I’m allocating the tensors with device type tvm.runtime.Device.kDLCUDAHost
and then setting input and outputs with GraphModule.set_{in,out}put_zero_copy()
. When running the code, I get an assertion error from GraphExecutor::CheckExternalDLTensor()
, specifically when the alignment is checked. Even if I get past this assertion, I’m expected the next few assertions may fail when the device type of the tensor is found not to match the device type of the model.
Is there a recommended way to allow pinned tensors to be used for inputs and outputs?

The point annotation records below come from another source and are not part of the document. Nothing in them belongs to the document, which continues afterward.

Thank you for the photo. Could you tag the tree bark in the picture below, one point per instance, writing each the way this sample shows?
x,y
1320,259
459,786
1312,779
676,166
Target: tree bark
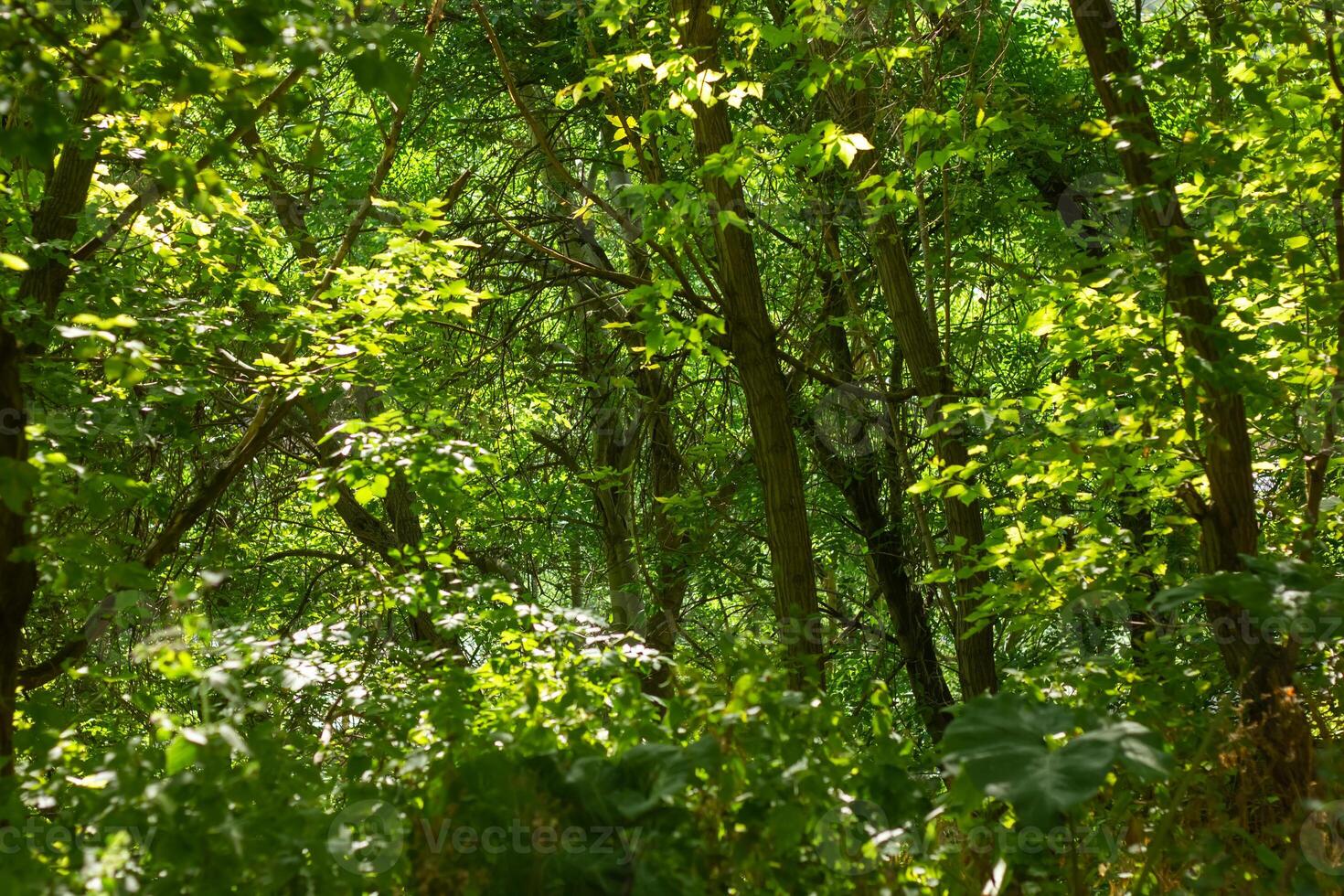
x,y
1229,520
752,338
934,384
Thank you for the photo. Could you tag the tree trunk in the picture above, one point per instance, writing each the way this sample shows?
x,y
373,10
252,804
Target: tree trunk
x,y
752,340
933,382
1229,521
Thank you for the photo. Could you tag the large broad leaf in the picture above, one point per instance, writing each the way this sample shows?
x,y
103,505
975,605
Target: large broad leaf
x,y
1000,744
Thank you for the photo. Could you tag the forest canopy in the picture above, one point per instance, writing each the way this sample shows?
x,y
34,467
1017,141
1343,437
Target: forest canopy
x,y
611,446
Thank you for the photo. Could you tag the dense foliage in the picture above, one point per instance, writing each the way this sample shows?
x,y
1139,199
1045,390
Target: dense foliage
x,y
671,448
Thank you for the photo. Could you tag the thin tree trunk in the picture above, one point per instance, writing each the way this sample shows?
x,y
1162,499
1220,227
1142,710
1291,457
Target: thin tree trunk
x,y
752,338
933,382
1229,520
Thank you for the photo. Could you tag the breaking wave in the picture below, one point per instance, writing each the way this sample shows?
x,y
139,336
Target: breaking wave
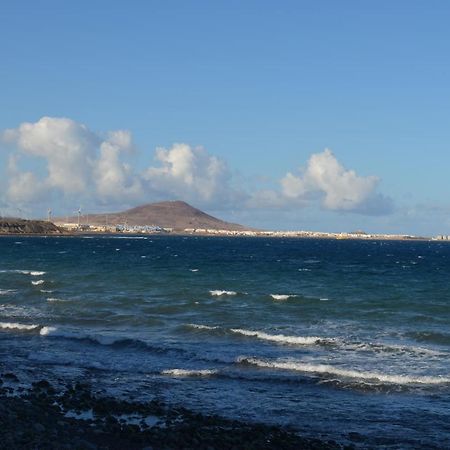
x,y
283,296
280,338
189,373
219,293
17,326
325,369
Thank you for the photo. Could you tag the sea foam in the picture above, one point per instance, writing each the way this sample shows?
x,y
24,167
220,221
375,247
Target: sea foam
x,y
218,292
282,296
280,338
189,373
325,369
17,326
7,291
202,327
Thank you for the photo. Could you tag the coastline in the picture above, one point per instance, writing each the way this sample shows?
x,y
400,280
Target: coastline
x,y
274,234
42,416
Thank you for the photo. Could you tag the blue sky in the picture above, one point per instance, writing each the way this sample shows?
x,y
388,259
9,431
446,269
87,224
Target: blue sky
x,y
238,95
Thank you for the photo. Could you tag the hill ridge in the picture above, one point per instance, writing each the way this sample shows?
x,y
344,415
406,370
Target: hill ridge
x,y
176,214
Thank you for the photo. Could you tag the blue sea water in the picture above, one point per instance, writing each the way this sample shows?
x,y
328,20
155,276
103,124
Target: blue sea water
x,y
339,339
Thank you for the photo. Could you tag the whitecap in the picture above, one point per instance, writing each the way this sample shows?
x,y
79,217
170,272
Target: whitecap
x,y
325,369
46,331
55,300
202,327
280,338
7,291
189,373
218,292
283,296
17,326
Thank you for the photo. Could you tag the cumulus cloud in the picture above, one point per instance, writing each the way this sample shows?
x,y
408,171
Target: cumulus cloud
x,y
61,159
338,188
79,163
67,146
191,173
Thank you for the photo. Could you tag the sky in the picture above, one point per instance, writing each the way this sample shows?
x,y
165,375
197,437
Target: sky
x,y
306,115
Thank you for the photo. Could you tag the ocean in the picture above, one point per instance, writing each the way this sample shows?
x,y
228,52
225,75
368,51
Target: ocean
x,y
339,339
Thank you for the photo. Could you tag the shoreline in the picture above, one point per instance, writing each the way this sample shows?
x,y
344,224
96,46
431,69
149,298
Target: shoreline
x,y
75,417
278,235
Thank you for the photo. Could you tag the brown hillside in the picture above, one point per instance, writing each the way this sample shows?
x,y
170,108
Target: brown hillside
x,y
170,214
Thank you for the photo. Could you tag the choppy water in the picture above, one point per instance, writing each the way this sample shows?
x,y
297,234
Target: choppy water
x,y
330,337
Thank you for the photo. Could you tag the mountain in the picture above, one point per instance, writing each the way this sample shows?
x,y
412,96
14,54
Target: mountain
x,y
170,214
22,226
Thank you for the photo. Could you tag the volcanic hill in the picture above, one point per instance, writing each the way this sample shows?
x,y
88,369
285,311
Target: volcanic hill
x,y
170,214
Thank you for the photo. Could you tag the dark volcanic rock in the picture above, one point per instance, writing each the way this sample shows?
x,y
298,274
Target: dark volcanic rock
x,y
43,418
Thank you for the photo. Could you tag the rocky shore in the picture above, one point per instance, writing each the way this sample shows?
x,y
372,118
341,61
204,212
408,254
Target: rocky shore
x,y
75,417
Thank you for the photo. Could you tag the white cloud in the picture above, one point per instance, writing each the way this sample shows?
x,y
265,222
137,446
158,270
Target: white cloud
x,y
190,173
114,178
60,159
67,147
339,188
81,164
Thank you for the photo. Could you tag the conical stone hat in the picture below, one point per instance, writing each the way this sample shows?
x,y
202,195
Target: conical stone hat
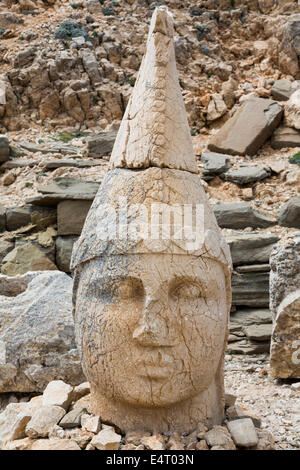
x,y
152,200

I’m thinking I may modify GraphExecutor::CheckExternalDLTensor()
to allow tensors with device type tvm.runtime.Device.kDLCUDAHost
no matter their device id or alignment as long as the model is on a CUDA device.
On the other hand, I thought memory allocated through cudaMallocHost() would necessarily be page-aligned. Not sure why it’s only 16-byte aligned. See following traceback.
Traceback (most recent call last):
File "/opt/app/benchmark.py", line 69, in <module>
module.set_input_zero_copy(key='input_tensor:0', value=input)
File "/usr/local/lib/python3.10/dist-packages/tvm/contrib/graph_executor.py", line 228, in set_input_zero_copy
self._set_input_zero_copy(key, value)
File "/usr/local/lib/python3.10/dist-packages/tvm/_ffi/_ctypes/packed_func.py", line 239, in __call__
raise_last_ffi_error()
File "/usr/local/lib/python3.10/dist-packages/tvm/_ffi/base.py", line 476, in raise_last_ffi_error
raise py_err
tvm.error.InternalError: Traceback (most recent call last):
2: tvm::runtime::PackedFuncObj::Extractor<tvm::runtime::PackedFuncSubObj<tvm::runtime::GraphExecutor::GetFunction(tvm::runtime::String const&, tvm::runtime::ObjectPtr<tvm::runtime::Object> const&)::{lambda(tvm::runtime::TVMArgs, tvm::runtime::TVMRetValue*)#2}> >::Call(tvm::runtime::PackedFuncObj const*, tvm::runtime::TVMArgs, tvm::runtime::TVMRetValue*)
1: tvm::runtime::GraphExecutor::SetInputZeroCopy(int, DLTensor*)
0: tvm::runtime::GraphExecutor::CheckExternalDLTensor(DLTensor const*, unsigned int) const
File "/opt/tvm/src/runtime/graph_executor/graph_executor.cc", line 194
InternalError: Check failed: reinterpret_cast<size_t>(static_cast<char*>(external->data) + external->byte_offset) % kAllocAlignment == 0 (16 vs. 0) :